Kubernetes Services, networking and DNS without hand-waving

Kubernetes networking becomes much less mysterious when you stop treating a Service as a small load balancer floating in the cluster and start treating it as a contract.

The contract says: “Clients can use this stable name and port. Kubernetes will keep the current set of matching Pods behind it.” That is the simple idea. The details matter because most beginner networking problems are not deep packet-routing failures. They are usually label mismatches, wrong ports, namespace assumptions, or DNS names that point to a Service with no ready endpoints.

This post is for the stage where you know what a Pod is, maybe you have deployed something with a Deployment, and now the question is: why can I reach it sometimes, from some places, with some names, but not from others?

Start with the problem Services solve

A Pod gets an IP address. In most clusters, that IP is routable from other Pods. If a Pod called web-7b9d4c8d6f-q2xk9 has the IP 10.244.1.23, another Pod may be able to call http://10.244.1.23:8080.

But you should almost never build an application around that.

Pods are replaceable. A Deployment can delete one Pod and create another during a rollout. A node can fail. A readiness probe can remove a Pod from traffic. The replacement Pod gets a different name and usually a different IP. If your client remembers the old Pod IP, it is now holding a stale address.

This is why Services exist. A Service gives clients a stable front door for a changing group of Pods.

The group is selected by labels:

apiVersion: apps/v1
kind: Deployment
metadata:
  name: checkout
spec:
  replicas: 3
  selector:
    matchLabels:
      app: checkout
  template:
    metadata:
      labels:
        app: checkout
    spec:
      containers:
        - name: checkout
          image: ghcr.io/example/checkout:1.0.0
          ports:
            - containerPort: 8080

And the Service points at Pods with the same label:

apiVersion: v1
kind: Service
metadata:
  name: checkout
spec:
  type: ClusterIP
  selector:
    app: checkout
  ports:
    - name: http
      port: 80
      targetPort: 8080

Read that Service slowly. Clients call checkout on port 80. Kubernetes forwards to matching Pods on port 8080. port is the Service port. targetPort is the container port. Mixing those up is one of the most common beginner mistakes.

The Service is stable, the endpoints are not

When you create a Service with a selector, Kubernetes watches for Pods matching that selector. It then records the actual backend addresses in EndpointSlices. Older commands and tutorials often mention Endpoints; newer clusters use EndpointSlices internally, but the idea is the same: “these are the current backend IPs and ports for this Service.”

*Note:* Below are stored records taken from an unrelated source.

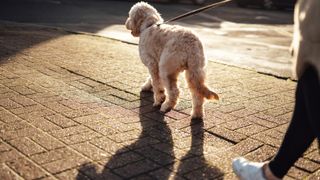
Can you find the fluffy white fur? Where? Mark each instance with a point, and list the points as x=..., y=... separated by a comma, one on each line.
x=306, y=39
x=168, y=50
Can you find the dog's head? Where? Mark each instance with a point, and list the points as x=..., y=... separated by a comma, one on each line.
x=141, y=16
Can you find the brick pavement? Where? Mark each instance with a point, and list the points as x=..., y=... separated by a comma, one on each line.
x=71, y=108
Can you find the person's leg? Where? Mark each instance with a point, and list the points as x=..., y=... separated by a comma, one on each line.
x=303, y=129
x=304, y=126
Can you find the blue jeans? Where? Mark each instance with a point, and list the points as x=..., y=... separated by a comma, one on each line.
x=304, y=127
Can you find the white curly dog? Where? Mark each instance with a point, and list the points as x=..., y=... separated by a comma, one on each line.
x=168, y=50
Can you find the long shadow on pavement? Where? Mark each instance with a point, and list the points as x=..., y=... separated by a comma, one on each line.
x=141, y=157
x=195, y=156
x=152, y=155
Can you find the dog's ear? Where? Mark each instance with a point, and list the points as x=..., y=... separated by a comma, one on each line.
x=137, y=21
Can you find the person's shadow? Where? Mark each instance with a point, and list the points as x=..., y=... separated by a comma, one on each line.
x=203, y=168
x=142, y=156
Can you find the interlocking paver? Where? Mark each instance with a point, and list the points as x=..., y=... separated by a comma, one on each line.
x=71, y=107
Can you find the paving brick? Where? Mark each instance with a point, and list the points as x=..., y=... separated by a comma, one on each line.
x=9, y=155
x=109, y=145
x=268, y=140
x=71, y=175
x=307, y=165
x=161, y=157
x=227, y=134
x=126, y=136
x=120, y=160
x=314, y=176
x=205, y=173
x=136, y=168
x=262, y=154
x=91, y=151
x=61, y=120
x=78, y=113
x=314, y=156
x=81, y=137
x=43, y=124
x=262, y=122
x=297, y=173
x=26, y=146
x=29, y=109
x=9, y=104
x=22, y=100
x=46, y=141
x=246, y=146
x=7, y=173
x=251, y=129
x=70, y=131
x=52, y=155
x=240, y=123
x=26, y=132
x=65, y=164
x=23, y=90
x=27, y=169
x=94, y=171
x=55, y=106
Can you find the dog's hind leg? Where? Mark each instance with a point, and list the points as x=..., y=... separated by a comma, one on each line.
x=195, y=80
x=157, y=86
x=170, y=83
x=147, y=86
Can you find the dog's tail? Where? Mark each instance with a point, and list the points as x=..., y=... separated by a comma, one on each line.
x=195, y=79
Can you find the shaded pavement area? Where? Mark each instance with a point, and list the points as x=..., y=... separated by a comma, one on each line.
x=71, y=108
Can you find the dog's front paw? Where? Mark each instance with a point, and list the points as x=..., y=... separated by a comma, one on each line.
x=159, y=98
x=197, y=115
x=146, y=87
x=165, y=107
x=157, y=104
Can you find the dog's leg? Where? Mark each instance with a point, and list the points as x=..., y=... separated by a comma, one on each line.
x=147, y=86
x=157, y=87
x=170, y=82
x=197, y=106
x=195, y=82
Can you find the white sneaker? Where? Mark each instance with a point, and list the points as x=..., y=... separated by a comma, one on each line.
x=247, y=170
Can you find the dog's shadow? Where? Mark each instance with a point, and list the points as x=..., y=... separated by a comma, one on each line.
x=195, y=156
x=151, y=156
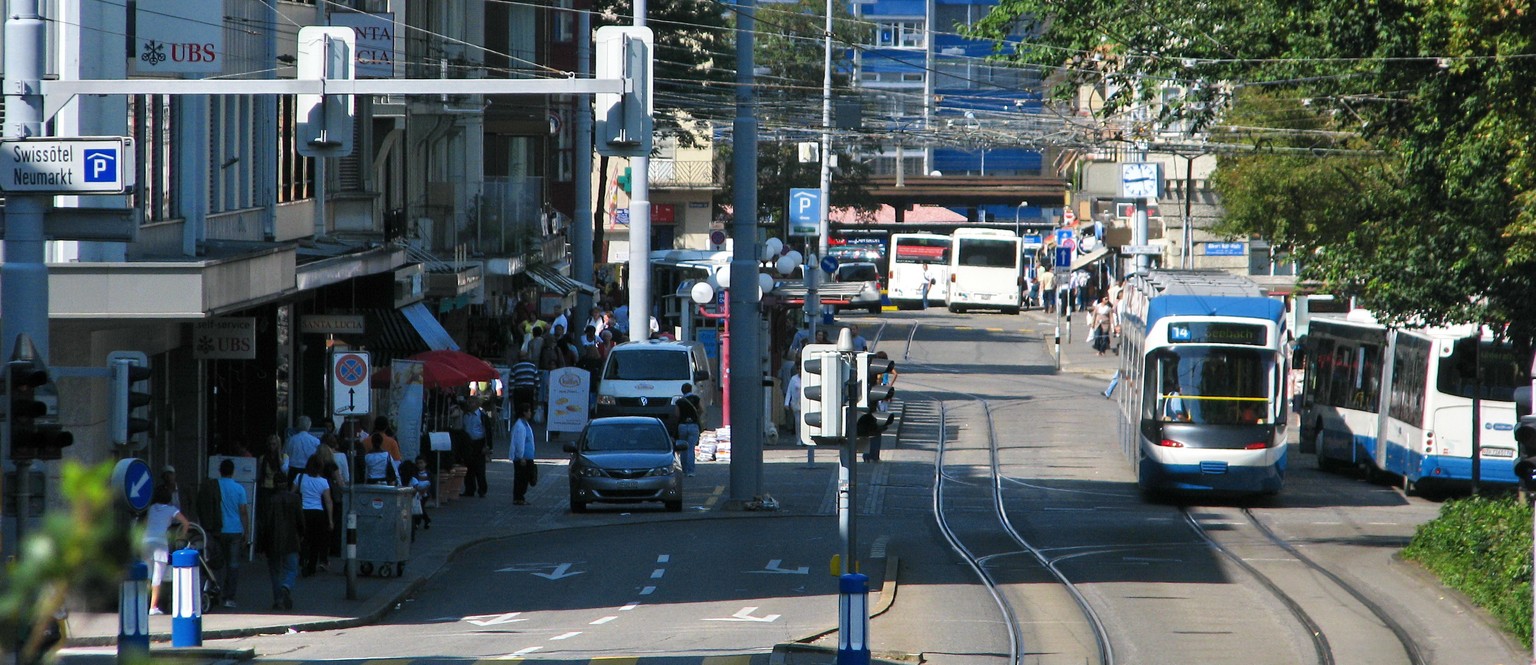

That gives you a useful debugging path:

kubectl get svc checkout
kubectl get pods -l app=checkout -o wide
kubectl get endpointslice -l kubernetes.io/service-name=checkout
kubectl describe svc checkout

If the Service exists but has no endpoints, networking is not your first suspect. The Service is not selecting ready Pods. Check labels, namespaces, readiness, and ports.

Useful checks:

kubectl get pods --show-labels
kubectl describe pod <pod-name>
kubectl get pods -l app=checkout

A Service selector must match labels on the Pod template, not the Deployment object alone. This is subtle. You can put labels on the Deployment metadata and still forget them under spec.template.metadata.labels. The Service does not send traffic to Deployments. It sends traffic to Pods.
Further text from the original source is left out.